Live und ganz nah dran sein kann man dagegen bei zwei weiteren konzertanten Opernprojekten: Am 22.November, wenn das Rundfunk-Sinfonieorchester im Schauspielhaus Rudi Stephans Die ersten Menschen vorstellt.In seiner szenischen Musik orientierte sich der 1887 geborene Komponist mehr an Beethoven und Gluck als am übermächtigen Wagnerismus.1914, ein Jahr bevor er im 1.Weltkrieg fiel, wurde seine einzige Oper in Frankfurt uraufgeführt.Dirigent ist Karl Anton Rickenbacher, den Adahm singt kein geringerer als Hans Sotin.Am Sonnabend, den 28.11., öffnet das Deutsche Symphonie-Orchester dann sein Aufnahmestudio in der Dahlemer Jesus Christus Kirche, wo das Ensemble unter der Leitung von Marek Janowski zwei Einakter von Ernst Krenek für die Serie "Entartete Musik" der Schallplattenfirma Decca einspielt.Sowohl die tragische Oper Der Diktator als auch die im selben Jahr 1928 entstandene burleske Boxer-Operette Das Schwergewicht zeugen von der Vielseitigkeit Kreneks, der scheinbar mühelos alle Stilrichtungen seiner Zeit in seinen Werken verarbeitet hat.Die Karten zu 10 Mark können unter der Nummer 2029 8711 bestellt werden.

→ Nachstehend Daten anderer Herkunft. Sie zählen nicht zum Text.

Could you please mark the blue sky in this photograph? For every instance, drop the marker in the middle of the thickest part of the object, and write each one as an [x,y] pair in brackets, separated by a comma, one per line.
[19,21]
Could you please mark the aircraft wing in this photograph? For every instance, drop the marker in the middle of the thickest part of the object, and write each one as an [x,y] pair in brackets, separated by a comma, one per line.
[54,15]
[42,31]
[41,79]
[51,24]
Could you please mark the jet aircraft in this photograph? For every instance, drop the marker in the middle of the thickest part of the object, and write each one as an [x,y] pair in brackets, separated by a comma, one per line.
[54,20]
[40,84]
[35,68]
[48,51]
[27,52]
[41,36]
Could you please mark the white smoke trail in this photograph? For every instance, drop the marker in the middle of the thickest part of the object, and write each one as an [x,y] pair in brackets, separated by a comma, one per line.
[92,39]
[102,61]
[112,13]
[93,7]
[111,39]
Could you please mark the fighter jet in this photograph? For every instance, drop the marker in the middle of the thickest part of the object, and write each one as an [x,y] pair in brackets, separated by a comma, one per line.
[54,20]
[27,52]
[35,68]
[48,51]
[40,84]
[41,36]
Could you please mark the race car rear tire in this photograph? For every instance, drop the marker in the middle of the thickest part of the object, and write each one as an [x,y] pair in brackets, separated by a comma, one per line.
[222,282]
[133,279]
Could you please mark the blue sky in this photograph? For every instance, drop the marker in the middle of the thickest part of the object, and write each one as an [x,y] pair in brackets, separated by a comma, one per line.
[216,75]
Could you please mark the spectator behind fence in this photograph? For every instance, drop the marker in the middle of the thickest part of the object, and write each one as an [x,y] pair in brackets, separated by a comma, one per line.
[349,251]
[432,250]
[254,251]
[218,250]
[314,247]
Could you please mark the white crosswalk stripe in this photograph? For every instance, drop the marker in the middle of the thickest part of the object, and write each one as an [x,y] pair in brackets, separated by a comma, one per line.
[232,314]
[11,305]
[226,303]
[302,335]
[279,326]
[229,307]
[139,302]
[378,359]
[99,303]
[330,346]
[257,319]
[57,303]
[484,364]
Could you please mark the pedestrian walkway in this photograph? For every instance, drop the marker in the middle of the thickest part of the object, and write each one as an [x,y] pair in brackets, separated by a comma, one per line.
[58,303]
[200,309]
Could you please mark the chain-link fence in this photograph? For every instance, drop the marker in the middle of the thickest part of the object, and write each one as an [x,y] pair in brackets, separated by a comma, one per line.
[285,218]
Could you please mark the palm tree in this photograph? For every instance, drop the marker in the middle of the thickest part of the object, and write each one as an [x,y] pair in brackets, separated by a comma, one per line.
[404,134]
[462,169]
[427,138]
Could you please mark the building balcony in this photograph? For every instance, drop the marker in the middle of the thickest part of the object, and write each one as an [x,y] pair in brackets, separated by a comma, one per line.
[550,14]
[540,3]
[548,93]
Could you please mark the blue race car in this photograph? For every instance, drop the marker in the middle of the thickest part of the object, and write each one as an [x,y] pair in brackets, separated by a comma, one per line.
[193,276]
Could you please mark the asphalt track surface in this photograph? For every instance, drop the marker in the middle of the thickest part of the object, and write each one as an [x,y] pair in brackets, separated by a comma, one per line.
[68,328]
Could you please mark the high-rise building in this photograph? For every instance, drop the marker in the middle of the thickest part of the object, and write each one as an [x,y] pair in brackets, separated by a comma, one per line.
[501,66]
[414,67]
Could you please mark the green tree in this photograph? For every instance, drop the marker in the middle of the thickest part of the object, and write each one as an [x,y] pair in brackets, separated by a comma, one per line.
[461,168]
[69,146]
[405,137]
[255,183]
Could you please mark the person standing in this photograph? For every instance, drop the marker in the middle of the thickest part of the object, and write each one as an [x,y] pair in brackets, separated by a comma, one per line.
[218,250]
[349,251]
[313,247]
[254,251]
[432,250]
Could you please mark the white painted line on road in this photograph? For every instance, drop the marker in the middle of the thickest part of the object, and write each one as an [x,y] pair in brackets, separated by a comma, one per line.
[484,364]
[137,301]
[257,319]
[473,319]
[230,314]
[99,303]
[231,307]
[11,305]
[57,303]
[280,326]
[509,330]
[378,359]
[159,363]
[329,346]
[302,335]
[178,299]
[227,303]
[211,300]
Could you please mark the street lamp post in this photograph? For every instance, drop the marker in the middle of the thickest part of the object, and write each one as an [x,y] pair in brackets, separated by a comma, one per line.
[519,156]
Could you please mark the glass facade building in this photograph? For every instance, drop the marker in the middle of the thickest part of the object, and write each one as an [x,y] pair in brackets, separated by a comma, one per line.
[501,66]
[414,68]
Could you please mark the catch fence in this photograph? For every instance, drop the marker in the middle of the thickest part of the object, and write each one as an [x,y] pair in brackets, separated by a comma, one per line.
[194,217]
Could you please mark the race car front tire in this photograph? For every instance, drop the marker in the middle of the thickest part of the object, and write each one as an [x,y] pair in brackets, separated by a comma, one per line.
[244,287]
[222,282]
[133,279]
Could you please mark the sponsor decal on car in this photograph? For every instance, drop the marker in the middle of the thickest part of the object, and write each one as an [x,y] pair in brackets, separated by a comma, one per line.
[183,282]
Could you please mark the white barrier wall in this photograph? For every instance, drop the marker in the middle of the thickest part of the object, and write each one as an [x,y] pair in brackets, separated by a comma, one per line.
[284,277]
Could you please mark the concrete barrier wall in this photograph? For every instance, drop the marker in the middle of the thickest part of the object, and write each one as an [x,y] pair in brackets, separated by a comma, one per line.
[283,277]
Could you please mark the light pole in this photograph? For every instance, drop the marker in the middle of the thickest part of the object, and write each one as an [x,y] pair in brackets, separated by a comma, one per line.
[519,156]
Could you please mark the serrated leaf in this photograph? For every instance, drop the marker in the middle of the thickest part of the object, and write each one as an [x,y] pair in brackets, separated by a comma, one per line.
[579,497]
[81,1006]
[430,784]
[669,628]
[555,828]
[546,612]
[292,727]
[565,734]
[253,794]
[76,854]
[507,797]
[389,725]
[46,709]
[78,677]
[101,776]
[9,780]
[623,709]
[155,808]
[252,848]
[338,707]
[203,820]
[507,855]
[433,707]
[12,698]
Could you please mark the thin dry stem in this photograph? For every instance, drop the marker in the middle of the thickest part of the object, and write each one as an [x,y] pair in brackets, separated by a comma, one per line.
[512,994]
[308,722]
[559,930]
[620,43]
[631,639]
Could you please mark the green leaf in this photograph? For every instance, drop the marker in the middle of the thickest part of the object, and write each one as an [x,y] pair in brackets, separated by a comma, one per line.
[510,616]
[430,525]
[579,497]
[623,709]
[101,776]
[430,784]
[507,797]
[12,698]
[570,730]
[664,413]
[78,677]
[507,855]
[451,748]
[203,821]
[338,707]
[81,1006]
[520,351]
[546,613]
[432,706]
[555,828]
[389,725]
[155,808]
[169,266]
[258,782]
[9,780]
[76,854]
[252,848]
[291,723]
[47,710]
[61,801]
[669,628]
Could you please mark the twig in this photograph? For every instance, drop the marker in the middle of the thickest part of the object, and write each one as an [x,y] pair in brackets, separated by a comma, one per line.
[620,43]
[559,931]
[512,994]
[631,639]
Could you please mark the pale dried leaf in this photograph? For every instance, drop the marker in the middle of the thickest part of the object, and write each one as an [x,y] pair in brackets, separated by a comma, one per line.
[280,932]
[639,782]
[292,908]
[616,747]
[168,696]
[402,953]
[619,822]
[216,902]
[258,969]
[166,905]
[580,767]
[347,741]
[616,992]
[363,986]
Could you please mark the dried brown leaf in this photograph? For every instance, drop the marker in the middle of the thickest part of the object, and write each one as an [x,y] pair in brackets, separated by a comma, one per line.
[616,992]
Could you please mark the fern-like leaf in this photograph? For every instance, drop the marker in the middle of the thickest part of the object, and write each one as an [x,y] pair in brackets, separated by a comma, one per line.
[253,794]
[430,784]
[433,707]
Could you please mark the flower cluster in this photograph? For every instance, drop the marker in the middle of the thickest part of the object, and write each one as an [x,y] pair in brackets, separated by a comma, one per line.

Im Hebbel-Theater schließlich kommt am 25.November noch die neueste Produktion der Berliner Kammer Oper heraus: Gerd Kührs Stallerhof.Das Libretto stammt von Franz Xaver Kroetz.Ort der Handlung: ein einsamer Bergbauernhof.Genau das richtige für naßkalte Berliner Novembertage.